General and Limited Partnerships
Here, two or more people are running the cannabis business and jointly share responsibility for the business’s obligations. This type of structure still has a lot of personal risk, but at least it’s distributed between multiple individuals.
LLCs and LLPs
Register as a business, and then individual members are protected from liability as long as the cannabis company obeys state regulations. Partners are not liable for the behavior of other partners, however, members of the LLC must pay a self-employment tax for Medicare and Social Security.
C-Corps
This is the form many businesses take. The cannabis company is owned by individual shareholders who have stock in the company. Shareholders vote on how to run and grow the business, and a Board of Directors makes the final decision. The downside is that this type of entity faces double taxation from business and personal income tax.
S-Corps
The S-Corporation is a tax election, meaning that a corporation, LLC, or LLP is created at the state level and then elects to be taxed under the S-Corps heading. These businesses avoid the double taxation, but typically have higher legal and tax service costs.

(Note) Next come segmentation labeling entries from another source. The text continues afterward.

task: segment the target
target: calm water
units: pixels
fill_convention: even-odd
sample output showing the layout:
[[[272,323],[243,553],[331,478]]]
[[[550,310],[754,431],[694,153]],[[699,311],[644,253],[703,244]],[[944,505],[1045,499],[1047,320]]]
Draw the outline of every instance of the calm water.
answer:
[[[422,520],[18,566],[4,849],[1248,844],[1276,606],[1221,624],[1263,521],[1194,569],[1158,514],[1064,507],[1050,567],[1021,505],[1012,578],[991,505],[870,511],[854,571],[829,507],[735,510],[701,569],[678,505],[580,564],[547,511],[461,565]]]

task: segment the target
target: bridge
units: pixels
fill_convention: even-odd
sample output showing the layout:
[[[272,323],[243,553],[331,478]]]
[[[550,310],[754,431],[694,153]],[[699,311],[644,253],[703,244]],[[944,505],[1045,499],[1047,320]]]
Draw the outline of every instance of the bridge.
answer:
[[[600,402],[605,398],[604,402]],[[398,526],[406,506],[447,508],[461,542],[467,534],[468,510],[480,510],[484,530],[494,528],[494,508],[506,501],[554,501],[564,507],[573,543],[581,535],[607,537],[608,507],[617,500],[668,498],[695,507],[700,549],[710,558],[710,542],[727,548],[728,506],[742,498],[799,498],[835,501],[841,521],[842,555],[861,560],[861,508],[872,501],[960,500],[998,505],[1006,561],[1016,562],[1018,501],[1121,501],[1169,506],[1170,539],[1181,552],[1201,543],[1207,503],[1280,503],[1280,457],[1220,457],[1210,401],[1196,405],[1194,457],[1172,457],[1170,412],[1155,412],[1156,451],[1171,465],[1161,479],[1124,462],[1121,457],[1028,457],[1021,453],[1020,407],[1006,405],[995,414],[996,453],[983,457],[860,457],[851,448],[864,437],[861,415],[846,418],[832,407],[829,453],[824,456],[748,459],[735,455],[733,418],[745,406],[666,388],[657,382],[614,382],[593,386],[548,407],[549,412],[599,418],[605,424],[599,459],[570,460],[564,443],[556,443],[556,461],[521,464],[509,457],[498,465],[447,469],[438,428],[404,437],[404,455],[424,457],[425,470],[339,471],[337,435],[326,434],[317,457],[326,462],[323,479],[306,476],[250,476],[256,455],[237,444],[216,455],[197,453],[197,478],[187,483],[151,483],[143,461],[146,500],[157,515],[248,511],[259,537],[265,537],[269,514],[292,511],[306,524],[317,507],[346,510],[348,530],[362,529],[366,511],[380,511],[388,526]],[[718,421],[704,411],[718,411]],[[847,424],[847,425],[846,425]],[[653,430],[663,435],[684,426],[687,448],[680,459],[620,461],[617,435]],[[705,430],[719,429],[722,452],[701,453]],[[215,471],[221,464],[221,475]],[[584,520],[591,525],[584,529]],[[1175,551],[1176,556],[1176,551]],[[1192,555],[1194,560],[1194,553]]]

Not sure which is right for your company? Talk to some of our experts who can help guide you.
Practice excellent bookkeeping and inventory management.
Anticipate ahead of time what the IRS or state tax authorities will look for when they process your tax return. These common bookkeeping mistakes trip up cannabis companies all over the country.
For medical cannabis companies, Oklahoma will also be closely scrutinizing your inventory management – it’s also one of the biggest things investors look for when deciding whether or not to fund a cannabis business. Tight inventory management controls can have a big impact on your bottom line, and keep you running profitably in today’s competitive market. Reduce costs, stay compliant, and run your business efficiently with strong checks and balances.
Find a Long-Term Investor
As we’ve seen in states across the country, medical cannabis is usually the gateway to full-legalization. If you want to go the distance in Oklahoma’s cannabis market, now is the time to start courting investors. It takes a significant amount of cash to enter the recreational market, as we’ve seen in California, Washington, and Colorado. Check out this guide for how to find a investor for your cannabis company.
There are some big questions you need to answer first:
- Should you do debt or equity financing?
- Is going public an option for you?